‘Love’s Labor’s Lost’ found: an interview with William Finlay


Chair of the Theater and Dance Department and Professor at Union, William Finlay, sat down with the Concordy to discuss the upcoming production of Shakespeare’s “Love’s Labour’s Lost.”

Finlay is directing the show and is excited to showcase Union’s talent in the production.

Jenna Salisbury: With your extensive experience in theater, what about this production of “Love’s Labour’s Lost” excites you the most?

William Finlay: Well first of all, we’re doing it outdoors, and this is the first time we will doing not only Shakespeare, but any production outdoors here in Jackson’s Garden. So all of this is new for us. And it has really been an adventure as well. Designing a set for outside, knowing that we have to begin right at 6:00 and be done before the sun sets, since we’re doing it under the sun, like Shakespeare did, where there is no lighting, so we have to done before it gets dark. It’s been different and exciting for everybody, production and performance wise.

JS: What do you love most about teaching and working with your students?

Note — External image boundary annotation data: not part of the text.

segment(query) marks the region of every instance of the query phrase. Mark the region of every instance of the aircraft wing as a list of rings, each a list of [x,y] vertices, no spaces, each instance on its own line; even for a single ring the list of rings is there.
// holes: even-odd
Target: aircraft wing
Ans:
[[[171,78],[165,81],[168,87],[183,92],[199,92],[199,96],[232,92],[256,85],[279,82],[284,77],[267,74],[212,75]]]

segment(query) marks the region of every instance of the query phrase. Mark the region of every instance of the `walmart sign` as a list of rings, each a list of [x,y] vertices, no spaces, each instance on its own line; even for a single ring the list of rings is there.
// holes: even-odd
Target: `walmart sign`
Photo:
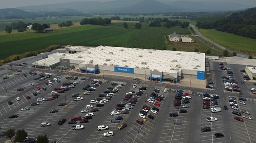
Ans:
[[[115,71],[116,72],[134,74],[134,69],[133,68],[115,67]]]

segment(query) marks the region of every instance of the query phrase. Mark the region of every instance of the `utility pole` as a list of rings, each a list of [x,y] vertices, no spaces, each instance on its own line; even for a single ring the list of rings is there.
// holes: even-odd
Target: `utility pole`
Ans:
[[[4,78],[4,82],[5,83],[5,91],[6,92],[6,95],[8,96],[8,93],[7,93],[7,88],[6,87],[6,85],[5,84],[5,79]]]

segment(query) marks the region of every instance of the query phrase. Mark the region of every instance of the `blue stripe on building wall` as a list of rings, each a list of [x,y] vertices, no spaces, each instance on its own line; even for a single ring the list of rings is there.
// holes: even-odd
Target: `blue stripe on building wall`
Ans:
[[[204,80],[205,79],[205,72],[204,71],[197,71],[197,80]]]

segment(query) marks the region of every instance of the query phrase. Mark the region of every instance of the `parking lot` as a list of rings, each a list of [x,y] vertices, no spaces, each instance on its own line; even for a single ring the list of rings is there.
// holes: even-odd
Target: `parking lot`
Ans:
[[[6,88],[8,95],[6,96],[6,88],[3,80],[0,80],[0,126],[1,131],[13,128],[15,130],[24,129],[31,138],[36,137],[38,135],[46,134],[50,141],[56,141],[58,143],[254,143],[256,142],[256,131],[254,119],[256,118],[254,113],[256,111],[255,101],[253,95],[249,92],[249,89],[253,86],[251,82],[245,81],[244,85],[240,85],[243,94],[239,95],[235,92],[226,92],[223,89],[223,83],[221,76],[225,75],[223,70],[217,67],[218,62],[211,63],[210,68],[213,76],[212,81],[215,82],[214,90],[206,90],[204,89],[192,88],[191,91],[189,91],[187,87],[182,87],[179,85],[168,85],[164,83],[147,82],[147,90],[145,90],[141,96],[137,97],[138,101],[135,104],[133,109],[130,109],[129,113],[111,115],[110,113],[115,109],[117,104],[120,104],[126,96],[126,93],[130,91],[138,91],[141,87],[141,81],[134,80],[132,78],[125,77],[119,75],[106,75],[102,83],[95,87],[94,91],[91,91],[89,94],[84,95],[83,88],[85,86],[91,83],[94,78],[102,79],[102,77],[92,75],[83,75],[70,73],[69,79],[65,79],[67,73],[58,73],[54,71],[46,71],[31,69],[28,68],[17,68],[22,70],[19,75],[11,75],[15,73],[9,72],[6,70],[0,71],[0,75],[3,76],[9,73],[9,78],[5,80]],[[231,70],[236,69],[236,65],[227,65],[227,67]],[[242,66],[238,68],[242,68]],[[28,74],[29,71],[36,72],[37,75],[33,76]],[[243,81],[241,72],[236,70],[232,70],[234,76],[238,82]],[[46,85],[48,79],[45,81],[34,80],[38,75],[43,73],[49,73],[52,75],[49,79],[52,80],[54,77],[60,77],[60,83],[53,82],[52,87]],[[24,74],[27,76],[25,77]],[[77,76],[78,79],[74,80]],[[85,80],[82,80],[85,78]],[[74,82],[79,81],[80,83],[76,84],[74,88],[71,88],[65,93],[59,93],[60,96],[53,100],[38,102],[40,105],[31,106],[30,103],[36,102],[38,98],[47,99],[52,97],[51,92],[56,87],[60,87],[63,83],[68,82]],[[114,87],[113,83],[124,83],[122,87],[119,89],[117,93],[114,93],[115,96],[108,100],[104,104],[104,106],[95,107],[96,104],[90,104],[91,100],[98,98],[98,95],[109,87]],[[34,86],[28,87],[27,85],[33,83]],[[144,82],[143,83],[144,84]],[[133,88],[136,84],[136,88]],[[46,88],[46,90],[37,90],[36,86],[42,88]],[[92,87],[92,84],[91,84]],[[23,91],[17,91],[18,88],[24,88]],[[161,101],[155,101],[153,103],[147,101],[151,93],[155,88],[159,88],[159,94],[162,94],[165,97]],[[167,88],[168,92],[165,93],[163,90]],[[184,90],[185,93],[189,93],[191,99],[190,103],[188,104],[189,108],[183,108],[182,107],[175,106],[173,101],[175,99],[176,93],[179,90]],[[39,91],[40,94],[35,96],[33,93]],[[210,94],[216,94],[219,95],[218,99],[221,112],[213,113],[211,109],[202,109],[202,93],[208,93]],[[75,101],[72,95],[78,93],[79,97],[82,97],[83,100]],[[65,96],[66,95],[66,96]],[[239,95],[240,97],[239,97]],[[31,99],[28,99],[26,97],[29,96]],[[66,96],[66,98],[65,98]],[[246,99],[246,105],[239,104],[239,110],[247,110],[251,112],[250,116],[253,118],[252,120],[244,118],[244,122],[239,122],[234,119],[236,117],[232,113],[234,110],[229,106],[229,97],[234,96],[237,99],[244,97]],[[15,99],[19,97],[20,100],[17,101]],[[66,100],[65,100],[66,98]],[[7,104],[8,101],[12,101],[13,104]],[[60,103],[67,102],[67,106],[58,106]],[[160,106],[157,107],[159,112],[157,114],[151,112],[153,107],[156,107],[153,104],[155,102],[159,103]],[[184,104],[182,104],[182,106]],[[88,119],[88,122],[79,123],[77,121],[76,124],[84,126],[84,129],[73,130],[72,125],[68,124],[67,122],[74,116],[84,117],[88,112],[82,113],[81,111],[86,108],[87,105],[91,105],[98,109],[98,112],[94,112],[94,116],[92,119]],[[146,117],[152,115],[154,119],[146,118],[144,120],[138,116],[143,106],[146,105],[150,110]],[[228,110],[224,110],[223,106],[226,105]],[[29,107],[27,111],[20,111],[25,107]],[[56,109],[58,112],[50,113],[53,109]],[[185,109],[186,113],[180,113],[181,110]],[[176,112],[178,116],[170,117],[170,112]],[[17,115],[17,118],[9,118],[11,115]],[[242,114],[242,117],[244,115]],[[118,116],[121,116],[123,119],[120,122],[113,123]],[[206,118],[213,117],[217,118],[215,122],[208,122]],[[58,122],[63,118],[66,118],[67,121],[63,124],[60,125]],[[136,122],[137,119],[143,121],[142,124]],[[42,122],[51,123],[50,126],[41,127]],[[117,129],[117,126],[121,124],[126,123],[127,126],[121,130]],[[98,131],[98,125],[106,125],[109,129],[106,131]],[[209,127],[210,131],[203,132],[201,129]],[[103,133],[107,131],[113,131],[113,136],[104,137]],[[224,135],[223,138],[215,138],[214,136],[216,133],[222,133]],[[3,138],[0,139],[0,142],[6,140]]]

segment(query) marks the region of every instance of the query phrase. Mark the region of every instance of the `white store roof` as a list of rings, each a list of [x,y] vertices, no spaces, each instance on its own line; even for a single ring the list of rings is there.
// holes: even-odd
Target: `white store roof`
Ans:
[[[84,61],[82,63],[85,64],[148,68],[165,72],[173,72],[180,68],[205,70],[204,53],[100,46],[74,54],[66,54],[64,56],[64,59]]]

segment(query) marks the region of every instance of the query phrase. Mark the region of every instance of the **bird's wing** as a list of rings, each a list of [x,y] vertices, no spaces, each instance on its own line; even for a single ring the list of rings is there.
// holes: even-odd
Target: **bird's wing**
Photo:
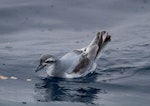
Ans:
[[[71,73],[83,73],[87,69],[90,60],[87,58],[87,54],[83,50],[73,50],[67,53],[61,59],[61,67],[68,74]]]

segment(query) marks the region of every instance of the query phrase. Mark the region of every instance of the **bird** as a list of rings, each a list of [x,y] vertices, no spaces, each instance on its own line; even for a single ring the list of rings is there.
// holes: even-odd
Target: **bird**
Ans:
[[[101,31],[96,34],[87,47],[72,50],[60,58],[51,54],[42,55],[35,72],[45,70],[47,77],[59,78],[86,76],[88,73],[94,72],[97,60],[110,41],[111,35],[107,31]]]

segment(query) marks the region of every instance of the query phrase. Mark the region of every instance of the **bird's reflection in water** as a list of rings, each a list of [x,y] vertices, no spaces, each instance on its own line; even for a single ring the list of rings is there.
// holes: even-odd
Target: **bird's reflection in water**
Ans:
[[[96,77],[97,74],[78,79],[44,79],[35,84],[35,99],[40,102],[68,101],[93,104],[101,91],[90,85],[95,82]]]

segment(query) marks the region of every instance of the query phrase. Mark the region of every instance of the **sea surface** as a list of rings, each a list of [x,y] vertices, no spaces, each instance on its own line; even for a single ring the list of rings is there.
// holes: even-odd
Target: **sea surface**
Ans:
[[[94,73],[46,78],[42,54],[112,36]],[[0,0],[0,106],[149,106],[149,0]]]

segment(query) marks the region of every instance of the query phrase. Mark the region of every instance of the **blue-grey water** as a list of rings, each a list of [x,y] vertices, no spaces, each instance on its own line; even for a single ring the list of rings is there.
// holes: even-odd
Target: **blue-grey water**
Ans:
[[[98,31],[112,40],[94,73],[35,73],[42,54],[61,57]],[[1,106],[149,106],[149,0],[0,0]],[[2,77],[4,76],[4,77]]]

How is it different from working with professional thespians?

WF: What we have here at Union are actors in training or students who just have a passion for theater, and for some people it’s their first theater experience ever. So it’s a real mixed bag, which makes it very exciting, because you get to see the younger people who are just being exposed to theater working along our “seasoned” upper level actors and they kind of train each other in a lot of ways. There are seniors, who are going on to careers in theater or graduate school working with the underclassmen. And certainly doing Shakespeare, which is different from other types of theater, is a difficult task. Especially for young students just starting to understand the language and make Shakespeare’s language sound as casual as today’s vernacular. It’s tough. And so the students have really been working hard. They do quite a bit of work with our vocal instructors here. For instance Professor Culbert, who is an expert in vocal work for Shakespeare, has been working with the cast both in and out of rehearsal, making sure they get the language right. It takes hundreds of hours trying to put something together like this, because it’s harder than your average play.

JS: So many Shakespearean plays have been performed in different time periods, such as the ’50s or ’60s. What time period did you decide to emulate in “Love’s Labour’s Lost,” and why?

WF: We are doing a nod to the 1980s. In this play, despite it not being a musical, it contains a lot of musical numbers using ’80s music, featuring artists such as Michael Jackson, amongst others. It’s a lot of fun. And I chose the ’80s, because visually I thought it was an interesting period, and sometimes I think it’s a forgotten period. Many people still know the music of the ’80s. It’s still very popular. And even a lot of phrases such as “take a chill pill” are still used today. And ’80s movies are still relevant today as well. You know classics, like “Back to the Future” or “Dirty Dancing.” So it’s a good time period that still resonates with people. And we’ve certainly represented the ’80s with the neon colors and fusing that with Elizabethan style. It’s going to spectacular, visually.

JS: What do you want your audience to take away from this performance?

WF: It’s a romantic comedy, so we have Shakespeare’s lovers, and Shakespeare’s “fool,” who supposedly is one of Shakespeare’s most intelligent characters that he ever wrote. The fool’s name is Costard. He’s a reverent, he tells people the truth, he’s not afraid to speak his mind in front of the King. And with those elements, and the mistaken letters given to the wrong people and mistaken identities, amongst other things, make this show a classic tale. And what I find interesting about the play is it ends on not such a comedic moment. It actually ends on a rather somber moment, where the Queen is informed that her father has just passed away in France. And literally, that moment is how the play ends. Scholars have said there is a sequel called “Love’s Labour’s Found,” and that “Love’s Labour’s Lost” is just the beginning of the tale. Unfortunately, no one’s ever found it! There are even references to it in scholarly tombs, but no one’s managed to find the script. They’re still looking for it. But altogether, I think it will be very entertaining, despite the cliffhanger.

JS: What did you find as one of the best aspects in putting on this performance, as well as working with the students and faculty?

WF: It’s the discovery and the journey to the performance that’s wonderful. Everyone’s enthusiastic and working towards the same goal in making it a success. And as the professors get excited, the students get excited. It’s a great experience to work with students in taking what they have to offer and collaborating with the other professors here to create something like this. A production.

“Love’s Labour’s Lost” will open Wednesday, May 27, at 6 p.m. and will run every evening through Saturday, May 30. Additionally, there will be a matinee at 3 p.m. on Sunday, May 31. All performances will take place in Jackson’s Garden.

The box office will be at the gate. General admission is $10, and student and alumni tickets are $7.